La exministra, señalada por el PP, niega en el Senado que hubiera «mordidas» y una 'caja B' del PSOE en esa etapa

EFE MADRID.

La exministra de Medio Ambiente Cristina Narbona admitió ayer que hubo sobrecostes en la construcción de seis desaladoras, en el marco del Programa Agua, durante el Gobierno de José Luis Rodríguez Zapatero, pero también dijo que tales sobrecostes «son frecuentes» y «no siempre es corrupción».

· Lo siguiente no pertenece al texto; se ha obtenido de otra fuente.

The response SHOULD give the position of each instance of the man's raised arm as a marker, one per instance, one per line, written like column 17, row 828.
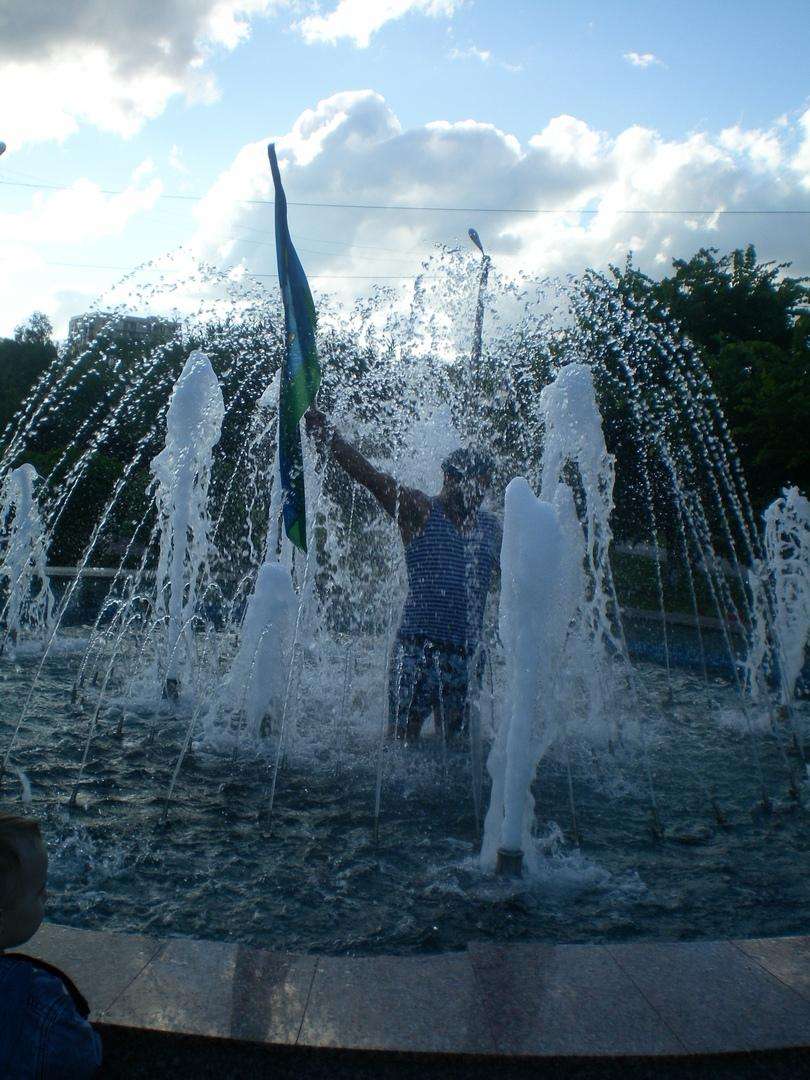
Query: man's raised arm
column 413, row 505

La también presidenta del PSOE, que compareció en la comisión de investigación de la financiación de los partidos políticos del Senado, culpó de esos sobrecostes al PP por haber entorpecido la construcción de las desaladoras con «amenazas, descalificaciones y trabas administrativas de todo tipo que generaron alarma social y empresarial». Ante estas explicaciones, el senador del PP Luis Aznar informó de que el Tribunal Cuentas detectó 214 millones de euros de sobrecostes en seis desaladoras. También aseguró que las empresas a las que se había encargado la construcción de las desaladoras pagaron «mordidas» Acuamed a través de campañas publicitarias.

Narbona lo negó tajantemente: «No admito que en sede parlamentaria nadie me diga que tengo algo que ver con una 'caja B' o una mordida porque cuando tuve el menor indicio de una actuación no correcta, lo cesé». Aznar insistió en que el PSOE en esa etapa y con las desaladoras manejó una «'caja B'» si bien no quiso aventurar a dónde ha ido ese dinero. «Más le vale», respondió la exministra.